The lack of surveillance systems in low- and middle-income countries conceals the burden of new government programs on disability and the suffering of society (
2). However, the prospective study of short cohorts is an affordable strategy to lower the burden of musculoskeletal injuries (
2,
3,
10). Here, we reported the first population-based study of the consequences of the lockdown strategy implemented in Iran on trauma centers during the first 45 days of the crisis.
In this study, 60.5% of the patients suffered from at least one bony fracture. In previous studies from Iran, less than 45% of trauma cases were limb fractures (
1,
8,
9). We interpret this finding in the context of a decrease in the patients’ referring to hospitals due to soft-tissue injuries during the lockdown period. Although we had a 73% decrease in road accidents during the New Year holidays (expressed by officials), as emergency departments were encountering the increased volume of COVID-19 patients, those with soft-tissue injuries preferred to seek treatment at outpatient clinics.
Only 13 (2%) patients were treated with ligamentous injuries due to sports activities. With the cessation of sports activities and the suspension of club activities, we were not facing much acute ligamentous injuries, including Achille tendon rupture, gamekeeper lesion, and mallet finger injuries. We expected a higher rate of stab wound injuries and rubbery during the expected economic and social disruption (
4). However, by the continuation of the lockdown mandates and economic decline, the incidence of stab wound injuries must be followed as an index of social tolerance.
However, when considering injuries other than fractures and dislocations, the male to female ratio was more than seven. Sharp injuries and blunt trauma during labor were 6.6 times and 19.5 times more prevalent in men, respectively. Compared to previous reports, this sudden increase in minor trauma, including laceration, soft-tissue injury, and ligamentous injury, may indicate that women better implemented the stay-at-home strategy as men that are more risk-taking and engaged in labor activities and economic issues.
Consistent with previous reports from Iran (
1,
8,
9), 38% of the traumas were caused by low-energy trauma due to falling, which was mostly the case in elderly patients. Almost a balanced male-to-female ratio signifies that home care facilities and preventing equipment among the elderly during the crisis are as necessary as before. High-energy trauma due to motor vehicle accidents is yet significantly higher in men. This would address the necessity of implementing stricter road traffic inhibitory rules to decrease the further burden on the already exhausted health care system.
The rank of fracture frequency during this period changed to put low-energy fractures on top. Distal radius and ulna fracture and proximal femur fracture remained the most frequent ones, as in most previous studies (
1,
3,
11). However, the tibia diaphysis fracture, which was the second most frequent fracture among 18,890 adults in Iran, stood the third place mainly due to decreased road accidents (
1,
8). The prevalence of finger phalanx fractures in our study was lower than that of other studies (
1,
9,
11,
12), probably because many such patients were managed without referring to hospitals caring for COVID-19-infected patients and thus, they failed to be registered. While the centers of the study were not referral centers for spine fractures, we recorded only two vertebral fractures during this period.

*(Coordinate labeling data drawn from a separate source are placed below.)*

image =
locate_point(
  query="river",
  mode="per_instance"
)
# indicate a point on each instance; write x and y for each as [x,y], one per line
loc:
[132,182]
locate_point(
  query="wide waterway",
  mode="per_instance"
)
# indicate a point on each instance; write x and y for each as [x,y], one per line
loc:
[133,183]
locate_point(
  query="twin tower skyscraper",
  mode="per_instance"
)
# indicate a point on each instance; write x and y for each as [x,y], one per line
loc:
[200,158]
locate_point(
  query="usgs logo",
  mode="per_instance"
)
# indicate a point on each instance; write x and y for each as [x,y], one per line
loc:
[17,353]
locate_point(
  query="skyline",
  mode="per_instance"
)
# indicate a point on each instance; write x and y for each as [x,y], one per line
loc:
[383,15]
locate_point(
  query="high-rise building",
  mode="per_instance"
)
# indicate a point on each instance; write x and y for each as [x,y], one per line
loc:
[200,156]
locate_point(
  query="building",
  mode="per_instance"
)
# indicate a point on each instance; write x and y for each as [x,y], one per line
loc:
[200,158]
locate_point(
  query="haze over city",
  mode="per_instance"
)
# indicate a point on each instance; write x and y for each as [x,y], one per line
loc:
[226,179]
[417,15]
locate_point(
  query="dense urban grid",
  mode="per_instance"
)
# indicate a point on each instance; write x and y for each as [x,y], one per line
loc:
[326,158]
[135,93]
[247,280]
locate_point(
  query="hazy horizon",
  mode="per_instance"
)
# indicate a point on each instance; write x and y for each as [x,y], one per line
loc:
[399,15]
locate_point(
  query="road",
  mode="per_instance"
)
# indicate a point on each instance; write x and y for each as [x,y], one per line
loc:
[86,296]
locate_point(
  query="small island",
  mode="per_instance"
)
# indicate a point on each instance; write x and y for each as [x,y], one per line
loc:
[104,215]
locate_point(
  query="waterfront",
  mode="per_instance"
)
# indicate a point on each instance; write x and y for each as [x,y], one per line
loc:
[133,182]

Seasonal variations in fracture incidence are studied to improve strategic planning and resource allocation (
13). In previous large studies in Iran, the peak incidence of trauma fractures was seen in February-March, which is concurrent with the national holidays of the New Year. Although we cannot interpret our results in this regard, we encountered a 44% decrease in trauma patients in the two centers (results not shown). Studies in centers with good surveillance systems may better reveal the impact of locking strategies on trauma reduction.
Considering the limitations, we included only two centers in our study. The results would improve if the data of more centers were analyzed. Besides, we could not provide the data on the outcome of patients in terms of developing COVID-19 or postoperative complications. This was mainly because we had a high rate of self-discharge for patients who left the public hospitals for private clinics due to the fear of COVID-19 infection transmission. This is an important issue that must be addressed by health authorities by providing patients with better access to personal protection equipment, cleaning supplies, and reassurance of the best possible practice in public hospitals (
14,
15). Although the study is subjected to some limitations, the strength of the study is to provide a timely concept of the changes implemented and their difference from the shifts expected in the hospital trauma burden. This may provide the authorities with important measures in strategic planning and public health issues.
4.1. Conclusion
There were important epidemiological changes during the COVID-19 crisis in trauma patients referring to hospitals in Iran. There was a decreased admission to the hospital orthopedic emergency for minor injuries and lacerations compared to fractures. The cessation of sports activities resulted in reduced ligamentous injuries of sports origin. The high rate of self-discharge, most probably due to the fear of in-hospital contamination, is of critical importance. Thus, the authorities should be informed of providing patients with safety assurance and the best possible practice in public trauma centers.